The bar can be at almost any point at release, in hinge, just severing that last fibre to fail/fholde........ Now if ya hang around, you could probably use the moving force, adjust the hinge fibre even more, through the sweep, but that would be staying near the stump during all that, so , um ruled out, of course in the tree it has to fall away from ya if you are over it, so it is safer to do that!

i have oversteered a tree with the triangle on one side pulling the tree past the vortex, gunned point of the hinge/facecut. Dent in "Pro Timber Falling" said it was mechanically correct to lay the tree in the gunned sight, to cut your facecut to do that, then use the holding fibre to adjust for the head weight. So i have taken his word on laying it straight off the hinge, kinda makes more sense to set it square as i think about it.

i think the fibres will want to be lazy and lay the tree where it requires the least flexing of the hinge fibres. If the tree pulls Left, the right hinge fibres are the most confronted, piling them up, give 'em the strength and torque for the load by their numbers and position being altered. There are more of them by count, flexing more by position. These are the only 2 ways to effect that steering (side strength), and this employs them. To multiply that effect, we pull the tree into the face earlier than it would naturally. So it starts to fold with more fibre in the hinge, accentuating those characteristics we speak of putting into the hinge. This also gives more control over speed, wider face uses all this through a wider sweep, wider part of the stump for the hinge gives a wider strip of hinge to play with and more higher leveraged positioning (farther from center) available for fighting the cross axis (which is name i think i put on it, as i tried to understand it).

Murph i think this answers your question: from skinny pines post-

"Looking to minimze 'air ride' in the convertible by letting top fly away before 1:30 on the clock, sending the resultant kick back down the spar through strongest axis(every action will have an opposite and equal re-action), rather than letting it go further (2:00-3:00)and it pushing or pulling on spar horizontally, at its weakest axis. Looking to get a clean immediate tearoff/fly a-weigh on topping, a bending over and serving to line with least shock in rigging generally."

Rog, do you let the faces close in that topping cut? i visualized not, thereby assumed it was pairallel to this, being narrow->not closing->early release.

i think the strongest hinge has the widest strip, and is forced to work with more fibre (earlier). The one that works the hardest, is the one that is torquing the fibres most under load. The wider strip gives the most leveraged positioning for this, and undermines the tree's center of balance more too.
 
I don't think anyone wants to argue that a rectangle is the strongest hinge shape.
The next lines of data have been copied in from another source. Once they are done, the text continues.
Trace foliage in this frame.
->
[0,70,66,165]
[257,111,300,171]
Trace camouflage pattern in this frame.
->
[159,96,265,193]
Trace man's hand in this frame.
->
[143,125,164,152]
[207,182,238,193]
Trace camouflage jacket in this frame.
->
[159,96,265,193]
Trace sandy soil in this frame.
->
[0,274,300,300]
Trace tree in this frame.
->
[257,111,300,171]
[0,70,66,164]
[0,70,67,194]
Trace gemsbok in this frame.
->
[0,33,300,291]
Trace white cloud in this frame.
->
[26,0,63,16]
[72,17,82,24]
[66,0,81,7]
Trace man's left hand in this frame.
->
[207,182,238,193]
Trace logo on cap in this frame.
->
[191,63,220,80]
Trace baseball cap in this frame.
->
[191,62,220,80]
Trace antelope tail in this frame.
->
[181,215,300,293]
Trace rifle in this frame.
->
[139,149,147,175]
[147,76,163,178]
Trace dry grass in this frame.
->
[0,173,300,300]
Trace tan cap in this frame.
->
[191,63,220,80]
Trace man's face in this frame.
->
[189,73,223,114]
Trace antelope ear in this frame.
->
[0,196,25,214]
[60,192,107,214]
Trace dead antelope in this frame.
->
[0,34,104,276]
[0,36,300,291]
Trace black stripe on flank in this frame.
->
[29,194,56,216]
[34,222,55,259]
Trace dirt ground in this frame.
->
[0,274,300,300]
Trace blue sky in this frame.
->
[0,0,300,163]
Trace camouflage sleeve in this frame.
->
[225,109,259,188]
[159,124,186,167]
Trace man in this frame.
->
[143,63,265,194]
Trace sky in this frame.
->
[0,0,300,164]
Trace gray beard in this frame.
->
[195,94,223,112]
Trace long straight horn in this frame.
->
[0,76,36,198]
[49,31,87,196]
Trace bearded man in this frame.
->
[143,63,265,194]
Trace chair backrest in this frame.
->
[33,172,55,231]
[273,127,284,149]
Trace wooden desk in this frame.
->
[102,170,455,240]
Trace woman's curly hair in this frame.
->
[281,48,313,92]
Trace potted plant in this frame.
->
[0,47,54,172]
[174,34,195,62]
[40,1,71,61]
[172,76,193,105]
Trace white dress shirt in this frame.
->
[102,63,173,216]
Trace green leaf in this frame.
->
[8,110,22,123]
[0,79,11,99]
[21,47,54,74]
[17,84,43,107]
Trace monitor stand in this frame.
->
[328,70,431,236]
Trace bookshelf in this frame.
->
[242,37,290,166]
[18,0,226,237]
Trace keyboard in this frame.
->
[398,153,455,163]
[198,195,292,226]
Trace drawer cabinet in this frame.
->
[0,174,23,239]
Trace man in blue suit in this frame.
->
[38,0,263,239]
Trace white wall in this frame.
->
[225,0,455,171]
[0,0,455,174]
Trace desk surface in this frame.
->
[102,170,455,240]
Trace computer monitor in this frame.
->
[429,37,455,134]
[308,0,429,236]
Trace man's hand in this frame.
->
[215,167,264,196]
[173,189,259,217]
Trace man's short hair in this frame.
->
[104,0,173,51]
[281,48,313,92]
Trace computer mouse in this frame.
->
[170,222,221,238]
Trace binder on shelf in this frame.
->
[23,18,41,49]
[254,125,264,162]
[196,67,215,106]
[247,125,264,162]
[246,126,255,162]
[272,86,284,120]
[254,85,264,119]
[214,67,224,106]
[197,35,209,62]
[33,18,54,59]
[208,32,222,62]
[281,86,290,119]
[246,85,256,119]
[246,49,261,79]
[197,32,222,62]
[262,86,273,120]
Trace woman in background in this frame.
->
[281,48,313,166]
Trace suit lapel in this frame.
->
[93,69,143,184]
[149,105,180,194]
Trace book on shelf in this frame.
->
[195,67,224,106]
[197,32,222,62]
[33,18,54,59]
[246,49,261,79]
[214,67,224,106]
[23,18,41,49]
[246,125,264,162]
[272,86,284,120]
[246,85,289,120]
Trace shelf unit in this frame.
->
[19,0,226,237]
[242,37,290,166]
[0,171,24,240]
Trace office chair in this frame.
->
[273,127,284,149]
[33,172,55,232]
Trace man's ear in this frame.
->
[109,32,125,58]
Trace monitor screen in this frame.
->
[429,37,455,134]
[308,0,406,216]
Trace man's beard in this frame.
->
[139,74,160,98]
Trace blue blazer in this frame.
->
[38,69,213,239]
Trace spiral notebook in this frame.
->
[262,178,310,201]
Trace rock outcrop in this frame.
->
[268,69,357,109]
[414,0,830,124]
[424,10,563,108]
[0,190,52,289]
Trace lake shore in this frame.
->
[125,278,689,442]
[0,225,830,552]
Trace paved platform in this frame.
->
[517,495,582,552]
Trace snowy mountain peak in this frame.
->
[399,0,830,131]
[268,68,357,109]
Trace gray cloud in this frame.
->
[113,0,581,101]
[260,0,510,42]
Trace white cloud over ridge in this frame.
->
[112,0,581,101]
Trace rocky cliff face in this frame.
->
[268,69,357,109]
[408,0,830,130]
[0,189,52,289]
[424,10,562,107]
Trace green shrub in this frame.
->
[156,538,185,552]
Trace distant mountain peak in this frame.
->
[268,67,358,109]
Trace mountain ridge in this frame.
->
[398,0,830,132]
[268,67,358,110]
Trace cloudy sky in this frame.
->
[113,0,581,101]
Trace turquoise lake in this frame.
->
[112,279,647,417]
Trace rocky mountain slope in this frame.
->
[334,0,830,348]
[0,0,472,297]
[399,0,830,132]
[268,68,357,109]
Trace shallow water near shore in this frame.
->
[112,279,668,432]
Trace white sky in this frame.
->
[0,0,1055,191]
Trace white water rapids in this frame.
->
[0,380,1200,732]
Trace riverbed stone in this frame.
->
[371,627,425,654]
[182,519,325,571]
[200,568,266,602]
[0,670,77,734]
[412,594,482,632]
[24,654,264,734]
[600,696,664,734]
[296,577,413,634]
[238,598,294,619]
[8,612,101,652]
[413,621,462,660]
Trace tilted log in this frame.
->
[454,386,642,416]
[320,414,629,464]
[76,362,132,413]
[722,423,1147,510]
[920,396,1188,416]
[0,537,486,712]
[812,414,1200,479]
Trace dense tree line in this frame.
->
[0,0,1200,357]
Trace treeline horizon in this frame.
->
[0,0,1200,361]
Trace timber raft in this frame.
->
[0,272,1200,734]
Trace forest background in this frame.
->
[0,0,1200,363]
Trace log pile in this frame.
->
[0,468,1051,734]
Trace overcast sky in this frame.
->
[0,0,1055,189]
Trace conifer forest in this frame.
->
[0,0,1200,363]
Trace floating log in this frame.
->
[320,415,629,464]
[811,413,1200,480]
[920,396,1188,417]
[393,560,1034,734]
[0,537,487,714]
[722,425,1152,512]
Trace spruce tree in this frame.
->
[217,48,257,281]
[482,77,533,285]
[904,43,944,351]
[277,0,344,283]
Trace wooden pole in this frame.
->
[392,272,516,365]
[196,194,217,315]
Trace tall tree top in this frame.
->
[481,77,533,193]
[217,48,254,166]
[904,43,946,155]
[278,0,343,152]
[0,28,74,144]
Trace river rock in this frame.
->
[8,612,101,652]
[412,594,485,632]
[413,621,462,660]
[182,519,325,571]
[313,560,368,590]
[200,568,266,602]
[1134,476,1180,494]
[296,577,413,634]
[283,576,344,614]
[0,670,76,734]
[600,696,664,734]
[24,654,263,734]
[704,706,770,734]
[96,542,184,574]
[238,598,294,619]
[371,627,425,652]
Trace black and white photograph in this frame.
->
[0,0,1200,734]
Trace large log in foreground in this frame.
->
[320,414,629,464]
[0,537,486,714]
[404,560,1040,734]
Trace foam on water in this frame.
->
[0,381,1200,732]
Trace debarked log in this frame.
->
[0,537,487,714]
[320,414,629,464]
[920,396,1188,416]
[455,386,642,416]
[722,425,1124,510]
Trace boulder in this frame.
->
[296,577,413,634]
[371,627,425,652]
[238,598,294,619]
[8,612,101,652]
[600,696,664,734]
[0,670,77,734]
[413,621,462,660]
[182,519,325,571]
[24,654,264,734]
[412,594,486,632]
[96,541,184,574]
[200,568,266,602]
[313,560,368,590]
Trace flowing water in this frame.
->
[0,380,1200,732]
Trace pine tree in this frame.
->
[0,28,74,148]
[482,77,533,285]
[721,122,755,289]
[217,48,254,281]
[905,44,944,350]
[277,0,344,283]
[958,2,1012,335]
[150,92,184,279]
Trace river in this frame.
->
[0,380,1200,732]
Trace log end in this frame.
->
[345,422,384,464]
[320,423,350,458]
To steer a log, aim the face cut the direction you want to lay the log, compensate for lean.

Murphy wrote:
"When line of front of holding wood and line of back of holding wood are not parrallel, there are opposing forces, each trying to make the hinge fold in a direction perpendicular to itself. "

That's why a triangular hinge is weak. These two lines Murphy speaks of, being paralell, create a rectangle.

Why talk about triangle hinges?
The oh **** factor. Once a tree starts to fall, and you see it's not on target, you can release some holding wood on one side(create a triangle shaped hinge) as it's falling and get it to change direction. I can't imagine setting up a tree with a triangle hinge though.
 
Mike,

there are two different "triangle cuts" in your example.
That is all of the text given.